Avec, dans ce festival, on note aussi l'implication des groupes ethniques et autres associations des terroirs, avec qui travaille le Gie Goorgorlou. Ceci, selon Khalifa Dramé, pour permettre aux populations de profiter de l'économie du tourisme et plus particulièrement de ceux ou celles qui détiennent et protègent le patrimoine, tout comme l'environnement. " Nous avons estimé que ce sont ces populations qui doivent être les premiers bénéficiaires de ces secteurs transversaux en lieu et place d'autres acteurs qui viennent vivre sur leur dos. Cette thématique de l'Organisation mondiale du tourisme de repenser le tourisme est très intéressante en ce sens qu'elle s'adresse directement à l'humain qu'elle remet au centre des préoccupations ", a-t-il expliqué.

Répertoire de sites de patrimoine

Il faut le souligner, dans tous ces pays, il existe dans leurs différents terroirs, un répertoire de sites de patrimoines très attractifs qui parfument déjà le circuit construit entre les îles du Saloum, le Pays Bassari, la Gambie et la Guinée-Bissau, et dont les effets induits profitent aux populations visitées. Certains villages renferment un patrimoine culturel, socle d'une cohésion sociale entre plusieurs ethnies. La Casamance et les Iles du Saloum ont donné l'exemple en menant déjà le même combat auquel sont venues s'ajouter d'autres populations de ces pays.

Parmi les solutions préconisées pour la mise en marché de ce tourisme inter-États, l'instauration d'une libre circulation du flux touristique et l'élaboration des programmes touristiques entre les États.
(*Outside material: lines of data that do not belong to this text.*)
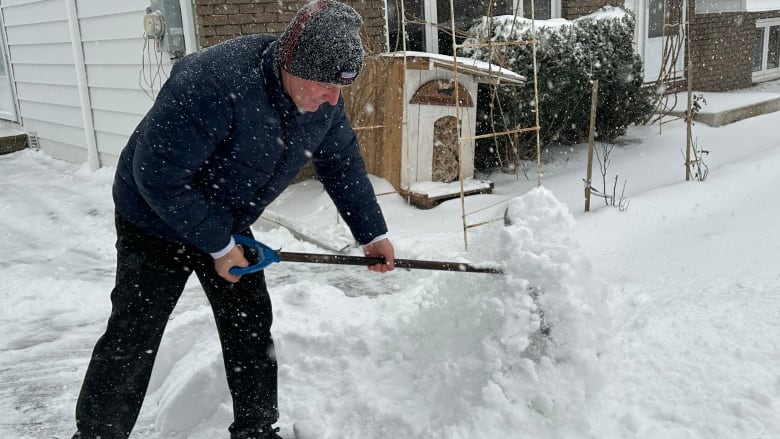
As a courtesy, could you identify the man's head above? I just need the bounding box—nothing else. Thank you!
[279,0,364,85]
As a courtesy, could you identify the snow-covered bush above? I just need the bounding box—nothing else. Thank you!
[461,6,652,168]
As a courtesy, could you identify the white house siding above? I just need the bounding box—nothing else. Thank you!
[0,0,177,166]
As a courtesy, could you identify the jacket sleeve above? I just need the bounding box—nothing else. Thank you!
[133,63,233,253]
[312,104,387,248]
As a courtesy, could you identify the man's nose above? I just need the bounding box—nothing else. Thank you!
[324,87,341,105]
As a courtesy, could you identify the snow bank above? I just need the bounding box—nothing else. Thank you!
[143,188,610,439]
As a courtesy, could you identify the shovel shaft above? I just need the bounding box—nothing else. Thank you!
[277,251,502,274]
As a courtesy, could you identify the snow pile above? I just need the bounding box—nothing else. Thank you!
[145,188,610,439]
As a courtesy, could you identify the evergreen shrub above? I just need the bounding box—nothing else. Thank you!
[460,6,654,169]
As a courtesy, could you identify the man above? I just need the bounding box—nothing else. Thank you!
[74,0,394,439]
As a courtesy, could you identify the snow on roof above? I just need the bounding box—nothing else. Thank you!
[381,51,526,84]
[745,0,780,12]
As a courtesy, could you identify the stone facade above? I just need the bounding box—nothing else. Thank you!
[194,0,387,53]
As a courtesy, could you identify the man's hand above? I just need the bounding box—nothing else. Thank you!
[214,245,249,283]
[363,238,395,273]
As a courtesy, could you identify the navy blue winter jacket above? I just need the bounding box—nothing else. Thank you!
[113,35,387,253]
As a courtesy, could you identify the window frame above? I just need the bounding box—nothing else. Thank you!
[751,17,780,82]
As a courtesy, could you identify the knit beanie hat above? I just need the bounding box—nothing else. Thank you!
[279,0,364,85]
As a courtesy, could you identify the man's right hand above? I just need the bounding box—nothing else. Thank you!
[214,245,249,283]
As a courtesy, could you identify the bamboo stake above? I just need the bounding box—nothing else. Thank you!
[585,79,599,212]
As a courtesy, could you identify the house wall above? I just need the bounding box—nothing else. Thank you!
[0,0,170,166]
[561,0,625,20]
[194,0,387,53]
[689,6,780,91]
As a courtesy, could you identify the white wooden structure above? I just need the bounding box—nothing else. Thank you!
[0,0,196,169]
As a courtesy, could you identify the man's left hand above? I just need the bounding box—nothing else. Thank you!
[363,238,395,273]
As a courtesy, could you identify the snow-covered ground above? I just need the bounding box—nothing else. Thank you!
[0,83,780,439]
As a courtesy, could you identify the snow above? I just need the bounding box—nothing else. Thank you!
[0,82,780,439]
[745,0,780,12]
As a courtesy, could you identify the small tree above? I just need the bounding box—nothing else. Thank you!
[462,6,654,172]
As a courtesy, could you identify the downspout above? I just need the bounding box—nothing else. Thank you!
[179,0,198,53]
[65,0,100,171]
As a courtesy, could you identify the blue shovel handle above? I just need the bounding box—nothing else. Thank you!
[229,235,281,276]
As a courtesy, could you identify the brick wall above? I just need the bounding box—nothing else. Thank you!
[194,0,387,53]
[690,12,756,91]
[691,11,780,91]
[561,0,625,20]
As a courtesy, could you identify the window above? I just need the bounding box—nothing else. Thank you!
[753,18,780,81]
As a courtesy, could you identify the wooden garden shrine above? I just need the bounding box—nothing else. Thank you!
[343,52,525,207]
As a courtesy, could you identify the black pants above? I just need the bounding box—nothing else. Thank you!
[74,215,278,439]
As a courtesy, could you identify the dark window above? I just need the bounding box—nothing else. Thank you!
[766,26,780,69]
[753,27,764,72]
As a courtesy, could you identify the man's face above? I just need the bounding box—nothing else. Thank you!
[282,69,342,112]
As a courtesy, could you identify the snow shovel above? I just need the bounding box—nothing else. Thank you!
[230,235,502,275]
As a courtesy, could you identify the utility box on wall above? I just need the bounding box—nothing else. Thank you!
[343,52,525,207]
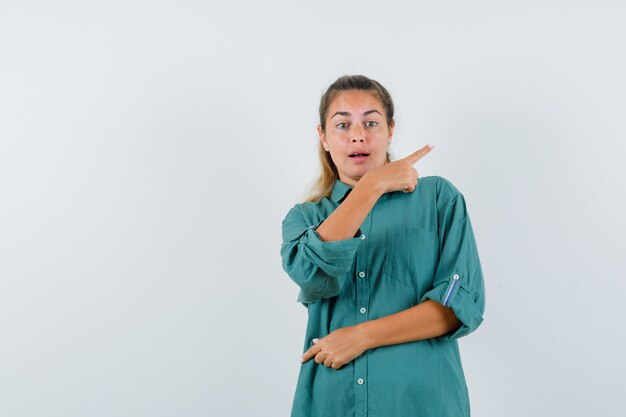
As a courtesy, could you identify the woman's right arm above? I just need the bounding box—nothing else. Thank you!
[280,178,381,306]
[316,174,384,242]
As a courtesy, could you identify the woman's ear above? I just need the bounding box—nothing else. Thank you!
[387,119,396,143]
[317,125,330,152]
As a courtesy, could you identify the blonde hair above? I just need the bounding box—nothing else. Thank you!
[302,75,394,202]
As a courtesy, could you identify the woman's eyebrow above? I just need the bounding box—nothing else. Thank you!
[330,109,382,119]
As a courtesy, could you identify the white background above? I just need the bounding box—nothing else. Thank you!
[0,0,626,417]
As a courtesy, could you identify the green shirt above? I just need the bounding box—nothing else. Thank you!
[280,176,485,417]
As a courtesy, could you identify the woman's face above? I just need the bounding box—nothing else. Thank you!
[317,90,395,186]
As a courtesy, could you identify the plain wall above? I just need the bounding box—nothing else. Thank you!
[0,1,626,417]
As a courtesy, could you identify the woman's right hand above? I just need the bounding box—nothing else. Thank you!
[363,145,433,194]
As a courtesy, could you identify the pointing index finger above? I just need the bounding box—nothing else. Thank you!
[404,144,435,164]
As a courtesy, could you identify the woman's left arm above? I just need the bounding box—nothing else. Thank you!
[356,300,461,350]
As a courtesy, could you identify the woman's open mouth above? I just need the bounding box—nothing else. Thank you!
[348,152,370,162]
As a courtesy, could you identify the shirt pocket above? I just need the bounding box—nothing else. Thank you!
[383,227,437,289]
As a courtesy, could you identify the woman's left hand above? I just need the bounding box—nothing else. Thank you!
[302,326,367,369]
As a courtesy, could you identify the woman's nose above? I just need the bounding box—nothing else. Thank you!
[352,126,365,142]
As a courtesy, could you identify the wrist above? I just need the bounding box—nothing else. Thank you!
[355,321,376,350]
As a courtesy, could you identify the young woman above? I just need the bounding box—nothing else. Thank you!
[280,75,485,417]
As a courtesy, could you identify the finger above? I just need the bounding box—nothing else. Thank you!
[404,144,434,165]
[301,346,321,363]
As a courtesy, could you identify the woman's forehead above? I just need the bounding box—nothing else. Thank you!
[329,90,382,116]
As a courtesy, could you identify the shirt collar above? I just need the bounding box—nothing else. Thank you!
[330,180,352,203]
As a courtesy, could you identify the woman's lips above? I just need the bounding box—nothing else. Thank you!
[350,155,369,163]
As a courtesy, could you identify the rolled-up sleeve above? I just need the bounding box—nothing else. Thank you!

En droite ligne de l'esprit de la politique commune de l'Uemoa, dont le thème choisi traduit le constat d'un faible développement du tourisme entre les États, malgré les potentialités majeures. " Nous avons plus de 500 ethnies, plusieurs sites classés patrimoine de l'Unesco, des zones côtières partagées très propices aux circuits inter-États qui constituent un même peuple et dont la Guinée, véritable paradis touristique sort du lot avec un riche tourisme de découverte ", a souligné le président de Goorgorlou.

Ainsi, une belle occasion est donnée aux populations de ces pays, et au-delà, de réinventer un espace de paix, de circulation des idées et de prospérité pour tous. Mais également de travailler pour la construction d'une conscience historique basée sur le développement économique porté par la grappe Ticae. Une première étape a été franchie avec l'expérience entre le Sénégal, la Gambie et la Guinée-Bissau qui partagent tout, dans le cadre du développement durable, avec les indications géographiques de territoires, à travers un inventaire du patrimoine qui n'a de valeur que s'il y a une économie. " Ainsi, la calebasse étant un élément d'intégration, elle constitue également un moyen pour promouvoir le tourisme entre les trois pays que sont : le Sénégal, la Gambie et la Guinée-Bissau ", a fait savoir Dr Oumar Ba, chef de la délégation gambienne.

Tous ces éléments sont bien pris en compte dans les tapisseries des Manufactures des arts décoratifs de Thiès (Msad) où les mythes et légendes sont aussi matérialisés. C'est dire qu'un festival commun sur tous ces éléments devrait pouvoir favoriser une harmonisation des politiques d'aménagement touristiques et la construction de circuits vendables.